No caso de apuração de suposta ilegalidade cometida pela pessoa física em sua doação, é onde nasce o primeiro problema que enfrentamos, pois alguns autores entendem que basta seguir o rito sumário eleitoral descrito no art. 96, para as representações em geral, tanto para imposição de multa como para a declaração de inelegibilidade, ante o silêncio do legislador no art. 23.
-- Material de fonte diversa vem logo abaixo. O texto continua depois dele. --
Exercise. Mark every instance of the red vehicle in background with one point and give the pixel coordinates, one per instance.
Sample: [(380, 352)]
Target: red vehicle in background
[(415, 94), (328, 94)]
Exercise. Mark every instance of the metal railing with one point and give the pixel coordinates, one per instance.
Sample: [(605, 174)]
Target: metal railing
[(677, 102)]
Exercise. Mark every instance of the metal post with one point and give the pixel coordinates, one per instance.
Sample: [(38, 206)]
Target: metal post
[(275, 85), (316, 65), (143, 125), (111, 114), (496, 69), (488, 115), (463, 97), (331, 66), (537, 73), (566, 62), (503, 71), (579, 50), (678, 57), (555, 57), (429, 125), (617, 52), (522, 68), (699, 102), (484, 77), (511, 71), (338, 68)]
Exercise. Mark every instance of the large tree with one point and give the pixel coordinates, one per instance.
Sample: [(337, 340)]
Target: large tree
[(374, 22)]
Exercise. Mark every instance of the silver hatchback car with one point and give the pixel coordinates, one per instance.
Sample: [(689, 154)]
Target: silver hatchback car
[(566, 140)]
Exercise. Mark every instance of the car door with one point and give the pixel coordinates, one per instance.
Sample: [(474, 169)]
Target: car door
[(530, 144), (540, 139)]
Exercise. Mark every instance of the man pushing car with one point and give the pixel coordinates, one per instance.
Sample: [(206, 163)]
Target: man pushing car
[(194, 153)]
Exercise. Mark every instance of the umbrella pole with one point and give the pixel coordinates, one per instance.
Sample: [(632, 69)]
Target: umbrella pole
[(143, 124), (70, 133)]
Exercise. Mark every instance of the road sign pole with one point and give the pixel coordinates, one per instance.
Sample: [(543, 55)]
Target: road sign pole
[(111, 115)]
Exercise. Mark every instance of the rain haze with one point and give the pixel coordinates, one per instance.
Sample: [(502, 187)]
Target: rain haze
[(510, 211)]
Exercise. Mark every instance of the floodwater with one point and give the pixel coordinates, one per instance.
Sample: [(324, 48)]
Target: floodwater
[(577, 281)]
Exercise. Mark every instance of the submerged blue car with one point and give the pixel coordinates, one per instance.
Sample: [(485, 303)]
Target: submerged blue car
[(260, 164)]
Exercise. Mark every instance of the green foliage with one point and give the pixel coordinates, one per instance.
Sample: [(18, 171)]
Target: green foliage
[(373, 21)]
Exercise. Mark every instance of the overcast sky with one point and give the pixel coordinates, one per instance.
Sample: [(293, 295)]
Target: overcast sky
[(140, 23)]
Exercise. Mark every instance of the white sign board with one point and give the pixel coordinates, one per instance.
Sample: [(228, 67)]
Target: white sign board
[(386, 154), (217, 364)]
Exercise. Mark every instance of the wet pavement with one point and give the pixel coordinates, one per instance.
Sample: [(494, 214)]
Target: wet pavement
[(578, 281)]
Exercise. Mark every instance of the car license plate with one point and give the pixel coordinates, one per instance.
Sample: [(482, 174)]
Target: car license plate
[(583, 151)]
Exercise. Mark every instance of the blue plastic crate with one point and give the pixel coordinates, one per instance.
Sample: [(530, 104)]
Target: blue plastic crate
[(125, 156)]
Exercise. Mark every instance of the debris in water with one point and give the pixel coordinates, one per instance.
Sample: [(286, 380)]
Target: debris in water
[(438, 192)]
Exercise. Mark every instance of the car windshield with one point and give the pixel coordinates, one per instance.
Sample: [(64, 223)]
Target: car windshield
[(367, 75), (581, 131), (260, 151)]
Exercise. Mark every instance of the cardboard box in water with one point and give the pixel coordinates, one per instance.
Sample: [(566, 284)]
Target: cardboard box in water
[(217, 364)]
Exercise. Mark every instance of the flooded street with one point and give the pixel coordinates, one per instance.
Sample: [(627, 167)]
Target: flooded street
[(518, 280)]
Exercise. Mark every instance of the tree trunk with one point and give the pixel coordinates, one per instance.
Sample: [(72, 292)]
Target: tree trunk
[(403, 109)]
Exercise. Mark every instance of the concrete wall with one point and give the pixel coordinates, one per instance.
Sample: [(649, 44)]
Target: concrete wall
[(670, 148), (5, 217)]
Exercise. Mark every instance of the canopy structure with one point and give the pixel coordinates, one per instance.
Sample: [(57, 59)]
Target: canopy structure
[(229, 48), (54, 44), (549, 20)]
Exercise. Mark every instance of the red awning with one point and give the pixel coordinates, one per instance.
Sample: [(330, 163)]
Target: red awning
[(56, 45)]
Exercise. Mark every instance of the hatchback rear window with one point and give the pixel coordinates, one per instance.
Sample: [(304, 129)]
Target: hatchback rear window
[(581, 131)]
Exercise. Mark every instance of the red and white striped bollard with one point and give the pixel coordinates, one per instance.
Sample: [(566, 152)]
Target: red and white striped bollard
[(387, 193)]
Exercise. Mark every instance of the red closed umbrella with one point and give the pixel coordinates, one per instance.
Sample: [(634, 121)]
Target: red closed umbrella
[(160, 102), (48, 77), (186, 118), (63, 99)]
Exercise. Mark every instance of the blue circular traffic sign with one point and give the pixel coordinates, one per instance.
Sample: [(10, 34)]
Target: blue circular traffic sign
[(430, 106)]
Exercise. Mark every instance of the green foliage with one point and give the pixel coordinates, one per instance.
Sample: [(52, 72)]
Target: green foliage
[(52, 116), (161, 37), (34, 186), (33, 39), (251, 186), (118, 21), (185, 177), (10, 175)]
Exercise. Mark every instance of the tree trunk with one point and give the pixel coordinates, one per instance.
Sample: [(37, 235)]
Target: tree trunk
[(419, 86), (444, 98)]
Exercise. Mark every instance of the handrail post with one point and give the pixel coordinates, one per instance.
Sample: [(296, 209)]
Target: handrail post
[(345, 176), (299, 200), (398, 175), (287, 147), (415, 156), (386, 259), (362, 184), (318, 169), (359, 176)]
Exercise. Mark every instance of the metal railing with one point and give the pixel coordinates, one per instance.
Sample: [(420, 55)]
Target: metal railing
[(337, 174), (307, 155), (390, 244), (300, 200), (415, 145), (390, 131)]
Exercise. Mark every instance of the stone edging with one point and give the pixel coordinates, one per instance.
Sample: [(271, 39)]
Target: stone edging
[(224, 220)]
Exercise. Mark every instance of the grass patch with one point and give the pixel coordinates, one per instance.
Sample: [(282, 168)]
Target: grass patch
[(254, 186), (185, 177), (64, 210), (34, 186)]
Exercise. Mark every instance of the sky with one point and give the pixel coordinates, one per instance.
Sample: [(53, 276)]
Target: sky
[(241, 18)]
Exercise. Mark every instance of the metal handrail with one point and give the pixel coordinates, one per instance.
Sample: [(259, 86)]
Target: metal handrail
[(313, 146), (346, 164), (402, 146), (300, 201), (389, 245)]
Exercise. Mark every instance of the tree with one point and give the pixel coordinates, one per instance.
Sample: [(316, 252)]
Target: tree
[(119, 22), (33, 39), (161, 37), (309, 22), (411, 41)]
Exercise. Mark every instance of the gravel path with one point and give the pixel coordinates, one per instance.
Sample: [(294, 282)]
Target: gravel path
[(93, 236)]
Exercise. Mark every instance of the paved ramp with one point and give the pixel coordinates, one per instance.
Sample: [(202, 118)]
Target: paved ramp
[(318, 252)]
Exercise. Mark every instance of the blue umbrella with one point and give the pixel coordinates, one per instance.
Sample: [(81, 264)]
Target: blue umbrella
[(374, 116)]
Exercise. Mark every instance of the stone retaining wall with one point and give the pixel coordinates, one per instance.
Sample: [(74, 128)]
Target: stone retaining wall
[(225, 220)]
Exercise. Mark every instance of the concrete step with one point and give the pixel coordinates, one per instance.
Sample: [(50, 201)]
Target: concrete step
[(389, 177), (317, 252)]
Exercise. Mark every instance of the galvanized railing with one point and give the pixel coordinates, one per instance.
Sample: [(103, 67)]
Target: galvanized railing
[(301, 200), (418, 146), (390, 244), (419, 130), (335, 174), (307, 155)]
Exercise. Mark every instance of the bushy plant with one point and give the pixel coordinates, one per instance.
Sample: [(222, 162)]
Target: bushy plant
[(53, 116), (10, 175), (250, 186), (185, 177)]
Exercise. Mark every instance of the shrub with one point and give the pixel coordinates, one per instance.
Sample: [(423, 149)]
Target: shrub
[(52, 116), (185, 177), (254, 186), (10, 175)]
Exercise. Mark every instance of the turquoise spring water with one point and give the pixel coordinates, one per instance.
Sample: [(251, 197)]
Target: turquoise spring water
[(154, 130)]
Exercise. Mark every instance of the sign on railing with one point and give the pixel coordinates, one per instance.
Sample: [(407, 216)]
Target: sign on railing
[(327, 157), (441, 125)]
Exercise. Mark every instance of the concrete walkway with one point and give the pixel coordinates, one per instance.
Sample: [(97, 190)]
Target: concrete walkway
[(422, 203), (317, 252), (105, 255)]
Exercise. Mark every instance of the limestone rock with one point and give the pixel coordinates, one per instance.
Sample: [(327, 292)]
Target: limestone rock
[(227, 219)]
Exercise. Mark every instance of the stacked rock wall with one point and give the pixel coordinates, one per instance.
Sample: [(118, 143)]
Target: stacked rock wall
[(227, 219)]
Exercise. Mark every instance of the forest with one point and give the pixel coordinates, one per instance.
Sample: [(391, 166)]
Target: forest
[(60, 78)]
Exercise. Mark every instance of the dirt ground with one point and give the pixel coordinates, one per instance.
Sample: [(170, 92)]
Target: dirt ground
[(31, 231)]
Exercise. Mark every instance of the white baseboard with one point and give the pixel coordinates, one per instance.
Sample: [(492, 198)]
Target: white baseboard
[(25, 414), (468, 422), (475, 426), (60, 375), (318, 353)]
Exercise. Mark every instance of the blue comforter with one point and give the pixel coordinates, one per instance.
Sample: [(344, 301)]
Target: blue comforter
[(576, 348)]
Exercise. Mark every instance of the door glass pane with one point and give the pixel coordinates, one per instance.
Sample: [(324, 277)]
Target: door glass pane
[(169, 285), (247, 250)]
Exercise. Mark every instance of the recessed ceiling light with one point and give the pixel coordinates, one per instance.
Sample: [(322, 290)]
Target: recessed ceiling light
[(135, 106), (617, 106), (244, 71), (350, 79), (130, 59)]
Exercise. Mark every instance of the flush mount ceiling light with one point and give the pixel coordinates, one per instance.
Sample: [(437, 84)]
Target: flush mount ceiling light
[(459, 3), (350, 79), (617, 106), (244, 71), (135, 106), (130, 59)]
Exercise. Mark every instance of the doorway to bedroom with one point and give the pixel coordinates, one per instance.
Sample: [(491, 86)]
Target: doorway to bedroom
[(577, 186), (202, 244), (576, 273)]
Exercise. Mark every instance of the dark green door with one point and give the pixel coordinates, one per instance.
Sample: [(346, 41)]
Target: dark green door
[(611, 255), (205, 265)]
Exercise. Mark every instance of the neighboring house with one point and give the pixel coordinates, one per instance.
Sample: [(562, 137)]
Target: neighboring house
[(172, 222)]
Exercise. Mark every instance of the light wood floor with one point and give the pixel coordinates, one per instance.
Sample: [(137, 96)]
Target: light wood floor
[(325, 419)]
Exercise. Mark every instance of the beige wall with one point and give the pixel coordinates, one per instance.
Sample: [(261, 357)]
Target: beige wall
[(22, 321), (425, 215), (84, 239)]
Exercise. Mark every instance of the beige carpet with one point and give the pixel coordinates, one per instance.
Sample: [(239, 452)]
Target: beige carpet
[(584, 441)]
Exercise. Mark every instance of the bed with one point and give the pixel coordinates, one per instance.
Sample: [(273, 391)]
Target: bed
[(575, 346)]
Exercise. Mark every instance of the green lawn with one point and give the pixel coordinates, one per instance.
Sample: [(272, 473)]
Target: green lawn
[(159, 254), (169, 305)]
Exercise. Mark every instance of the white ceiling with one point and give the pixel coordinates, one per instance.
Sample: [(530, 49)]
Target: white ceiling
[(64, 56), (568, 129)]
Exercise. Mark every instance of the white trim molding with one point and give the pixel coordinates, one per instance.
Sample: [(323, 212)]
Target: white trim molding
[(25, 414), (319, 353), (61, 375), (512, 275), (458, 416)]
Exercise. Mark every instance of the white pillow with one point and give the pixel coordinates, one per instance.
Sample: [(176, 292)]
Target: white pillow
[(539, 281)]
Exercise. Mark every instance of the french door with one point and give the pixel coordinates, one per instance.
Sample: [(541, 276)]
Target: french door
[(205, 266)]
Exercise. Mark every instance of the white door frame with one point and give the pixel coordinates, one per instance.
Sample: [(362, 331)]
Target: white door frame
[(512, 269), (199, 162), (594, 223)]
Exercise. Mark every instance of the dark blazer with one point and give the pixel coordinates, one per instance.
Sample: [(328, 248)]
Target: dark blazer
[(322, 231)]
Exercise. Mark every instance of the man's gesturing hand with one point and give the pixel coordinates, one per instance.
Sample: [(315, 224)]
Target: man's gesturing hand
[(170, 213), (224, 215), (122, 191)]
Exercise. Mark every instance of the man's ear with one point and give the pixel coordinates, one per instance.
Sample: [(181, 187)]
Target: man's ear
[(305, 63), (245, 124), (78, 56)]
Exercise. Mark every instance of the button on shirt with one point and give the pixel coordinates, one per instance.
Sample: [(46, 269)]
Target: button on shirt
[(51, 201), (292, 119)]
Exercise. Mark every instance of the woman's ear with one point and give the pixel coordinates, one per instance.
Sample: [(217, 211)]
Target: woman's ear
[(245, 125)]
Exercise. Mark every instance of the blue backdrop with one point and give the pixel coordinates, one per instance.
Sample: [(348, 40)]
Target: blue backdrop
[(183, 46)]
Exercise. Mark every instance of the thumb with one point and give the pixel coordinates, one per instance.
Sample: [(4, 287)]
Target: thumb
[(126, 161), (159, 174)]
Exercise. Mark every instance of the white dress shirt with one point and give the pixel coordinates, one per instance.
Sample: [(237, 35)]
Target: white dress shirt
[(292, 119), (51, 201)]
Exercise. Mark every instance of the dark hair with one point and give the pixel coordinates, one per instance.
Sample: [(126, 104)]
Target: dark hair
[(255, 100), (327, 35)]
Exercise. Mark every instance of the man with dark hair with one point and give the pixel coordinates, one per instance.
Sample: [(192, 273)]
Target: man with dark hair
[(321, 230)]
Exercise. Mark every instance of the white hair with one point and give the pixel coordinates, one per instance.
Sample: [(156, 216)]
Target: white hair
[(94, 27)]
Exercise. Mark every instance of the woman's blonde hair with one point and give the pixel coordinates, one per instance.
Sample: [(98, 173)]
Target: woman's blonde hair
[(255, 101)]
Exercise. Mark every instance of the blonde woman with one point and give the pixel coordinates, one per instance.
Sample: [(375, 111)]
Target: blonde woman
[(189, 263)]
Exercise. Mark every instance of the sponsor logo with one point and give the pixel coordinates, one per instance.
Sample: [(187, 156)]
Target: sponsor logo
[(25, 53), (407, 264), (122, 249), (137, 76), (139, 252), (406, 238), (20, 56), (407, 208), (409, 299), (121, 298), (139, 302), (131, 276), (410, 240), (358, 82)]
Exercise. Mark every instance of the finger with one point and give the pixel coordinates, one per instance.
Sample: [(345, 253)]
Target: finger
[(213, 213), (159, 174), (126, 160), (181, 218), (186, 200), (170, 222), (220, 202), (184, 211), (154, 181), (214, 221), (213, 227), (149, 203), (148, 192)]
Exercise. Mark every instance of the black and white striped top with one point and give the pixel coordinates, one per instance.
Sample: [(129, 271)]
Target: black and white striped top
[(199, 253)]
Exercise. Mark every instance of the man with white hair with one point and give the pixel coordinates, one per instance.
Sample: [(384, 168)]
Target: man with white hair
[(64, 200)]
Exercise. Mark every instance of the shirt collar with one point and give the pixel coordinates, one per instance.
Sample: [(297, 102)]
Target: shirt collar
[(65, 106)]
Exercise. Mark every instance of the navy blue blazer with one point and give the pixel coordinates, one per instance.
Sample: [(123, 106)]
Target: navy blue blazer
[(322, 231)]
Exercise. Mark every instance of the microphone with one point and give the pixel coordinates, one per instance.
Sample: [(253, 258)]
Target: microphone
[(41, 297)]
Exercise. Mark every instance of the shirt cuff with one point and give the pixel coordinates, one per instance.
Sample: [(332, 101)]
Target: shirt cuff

Art. 96. Salvo disposições específicas em contrário desta Lei, as reclamações ou representações relativas ao seu descumprimento podem ser feitas por qualquer partido político, coligação ou candidato, e devem dirigir-se: I - aos Juízes Eleitorais, nas eleições municipais; II - aos Tribunais Regionais Eleitorais, nas eleições federais, estaduais e distritais; III - ao Tribunal Superior Eleitoral, na eleição presidencial. § 1º As reclamações e representações devem relatar fatos, indicando provas, indícios e circunstâncias. § 2º Nas eleições municipais, quando a circunscrição abranger mais de uma Zona Eleitoral, o Tribunal Regional designará um Juiz para apreciar as reclamações ou representações. § 3º Os Tribunais Eleitorais designarão três juízes auxiliares para a apreciação das reclamações ou representações que lhes forem dirigidas. § 4º Os recursos contra as decisões dos juízes auxiliares serão julgados pelo Plenário do Tribunal. § 5º Recebida a reclamação ou representação, a Justiça Eleitoral notificará imediatamente o reclamado ou representado para, querendo, apresentar defesa em quarenta e oito horas. § 6º (Revogado pela Lei nº 9.840, de 1999) § 7º Transcorrido o prazo previsto no § 5º, apresentada ou não a defesa, o órgão competente da Justiça Eleitoral decidirá e fará publicar a decisão em vinte e quatro horas. § 8º Quando cabível recurso contra a decisão, este deverá ser apresentado no prazo de vinte e quatro horas da publicação da decisão em cartório ou sessão, assegurado ao recorrido o oferecimento de contra-razões, em igual prazo, a contar da sua notificação. § 9º Os Tribunais julgarão o recurso no prazo de quarenta e oito horas. § 10. Não sendo o feito julgado nos prazos fixados, o pedido pode ser dirigido ao órgão superior, devendo a decisão ocorrer de acordo com o rito definido neste artigo.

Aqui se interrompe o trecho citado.